[https://nvbugs/5941242][fix] Fix SigLIP test failure (#12717)

tijyojwad · web-flow · commit a1777fdc94c6 · 2026-04-07T14:17:33.000-04:00
Signed-off-by: tijyojwad &lt;1127155+tijyojwad@users.noreply.github.com&gt;
diff --git a/tests/integration/test_lists/waives.txt b/tests/integration/test_lists/waives.txt
@@ -290,7 +290,6 @@ unittest/_torch/modules/test_fused_moe.py::test_fused_moe_triton_mxfp4[False-Fal
 full:RTXPro6000D/accuracy/test_llm_api_pytorch.py::TestGPTOSS::test_eagle3_4gpus[v2_kv_cache-cutlass-one_model-overlap_scheduler] SKIP (https://nvbugs/5945047)

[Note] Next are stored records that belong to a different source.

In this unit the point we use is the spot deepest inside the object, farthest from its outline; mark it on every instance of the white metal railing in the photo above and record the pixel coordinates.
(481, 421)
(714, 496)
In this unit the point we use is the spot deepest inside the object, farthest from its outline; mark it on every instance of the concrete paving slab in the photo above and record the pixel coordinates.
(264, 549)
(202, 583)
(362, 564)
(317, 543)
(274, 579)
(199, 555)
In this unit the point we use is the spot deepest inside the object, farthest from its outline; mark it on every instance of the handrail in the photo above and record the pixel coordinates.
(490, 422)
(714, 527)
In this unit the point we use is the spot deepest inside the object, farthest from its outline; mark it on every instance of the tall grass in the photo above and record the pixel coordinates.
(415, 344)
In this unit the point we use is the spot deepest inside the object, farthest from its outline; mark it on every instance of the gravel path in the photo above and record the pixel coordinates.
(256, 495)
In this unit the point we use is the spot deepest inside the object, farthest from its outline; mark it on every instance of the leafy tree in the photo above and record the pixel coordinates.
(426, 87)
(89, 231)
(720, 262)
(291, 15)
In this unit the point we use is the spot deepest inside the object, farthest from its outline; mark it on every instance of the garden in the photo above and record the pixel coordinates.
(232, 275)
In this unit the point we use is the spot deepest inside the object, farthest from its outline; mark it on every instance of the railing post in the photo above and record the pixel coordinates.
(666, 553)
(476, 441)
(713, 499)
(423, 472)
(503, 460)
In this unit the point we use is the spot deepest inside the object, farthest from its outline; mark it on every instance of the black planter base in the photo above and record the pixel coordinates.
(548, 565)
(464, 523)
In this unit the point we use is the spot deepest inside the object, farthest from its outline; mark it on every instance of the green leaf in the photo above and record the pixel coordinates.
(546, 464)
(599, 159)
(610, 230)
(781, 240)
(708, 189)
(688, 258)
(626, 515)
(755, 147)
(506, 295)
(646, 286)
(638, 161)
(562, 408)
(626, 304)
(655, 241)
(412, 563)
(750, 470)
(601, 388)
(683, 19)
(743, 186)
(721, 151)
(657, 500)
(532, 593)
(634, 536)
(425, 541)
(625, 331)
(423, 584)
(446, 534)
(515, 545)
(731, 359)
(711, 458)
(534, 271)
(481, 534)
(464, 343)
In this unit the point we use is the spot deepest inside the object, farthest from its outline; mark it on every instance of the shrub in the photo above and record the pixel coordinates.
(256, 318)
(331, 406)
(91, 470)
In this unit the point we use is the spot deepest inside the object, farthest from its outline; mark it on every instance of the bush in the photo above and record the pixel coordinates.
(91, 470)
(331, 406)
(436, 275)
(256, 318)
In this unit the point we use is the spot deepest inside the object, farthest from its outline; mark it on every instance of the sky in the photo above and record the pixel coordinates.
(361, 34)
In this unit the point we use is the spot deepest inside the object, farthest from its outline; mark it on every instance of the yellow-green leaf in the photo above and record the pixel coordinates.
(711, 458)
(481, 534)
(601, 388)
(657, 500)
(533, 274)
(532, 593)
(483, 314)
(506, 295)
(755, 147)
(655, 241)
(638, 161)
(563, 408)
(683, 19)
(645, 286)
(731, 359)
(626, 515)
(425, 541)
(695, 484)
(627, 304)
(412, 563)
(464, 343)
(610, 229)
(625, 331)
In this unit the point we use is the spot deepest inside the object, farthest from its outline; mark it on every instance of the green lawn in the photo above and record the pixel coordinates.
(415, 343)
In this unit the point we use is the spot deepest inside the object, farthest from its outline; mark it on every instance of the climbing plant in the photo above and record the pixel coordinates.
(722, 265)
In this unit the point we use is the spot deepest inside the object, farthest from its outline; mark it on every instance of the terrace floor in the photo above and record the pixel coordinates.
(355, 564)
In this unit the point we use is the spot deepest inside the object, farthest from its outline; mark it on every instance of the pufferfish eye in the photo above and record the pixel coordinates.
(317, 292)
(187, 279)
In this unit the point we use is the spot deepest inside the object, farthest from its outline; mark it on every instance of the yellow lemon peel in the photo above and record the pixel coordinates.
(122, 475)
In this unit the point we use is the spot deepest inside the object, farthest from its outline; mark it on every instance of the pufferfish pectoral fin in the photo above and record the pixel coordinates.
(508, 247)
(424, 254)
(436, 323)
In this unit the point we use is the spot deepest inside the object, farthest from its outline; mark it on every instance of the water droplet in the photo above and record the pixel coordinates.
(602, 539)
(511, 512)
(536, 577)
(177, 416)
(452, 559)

 accuracy/test_llm_api_pytorch.py::TestDeepSeekV3Lite::test_nvfp4_4gpus[moe_backend=CUTLASS-mtp_nextn=0-pp4-fp8kv=False-attention_dp=False-cuda_graph=False-overlap_scheduler=False-low_precision_combine=False-torch_compile=False] SKIP (https://nvbugs/5945081)
 full:RTXPro6000D/accuracy/test_llm_api_pytorch.py::TestDeepSeekV3Lite::test_nvfp4_4gpus[moe_backend=CUTLASS-mtp_nextn=0-ep4-fp8kv=True-attention_dp=True-cuda_graph=True-overlap_scheduler=True-low_precision_combine=False-torch_compile=False] SKIP (https://nvbugs/5948435)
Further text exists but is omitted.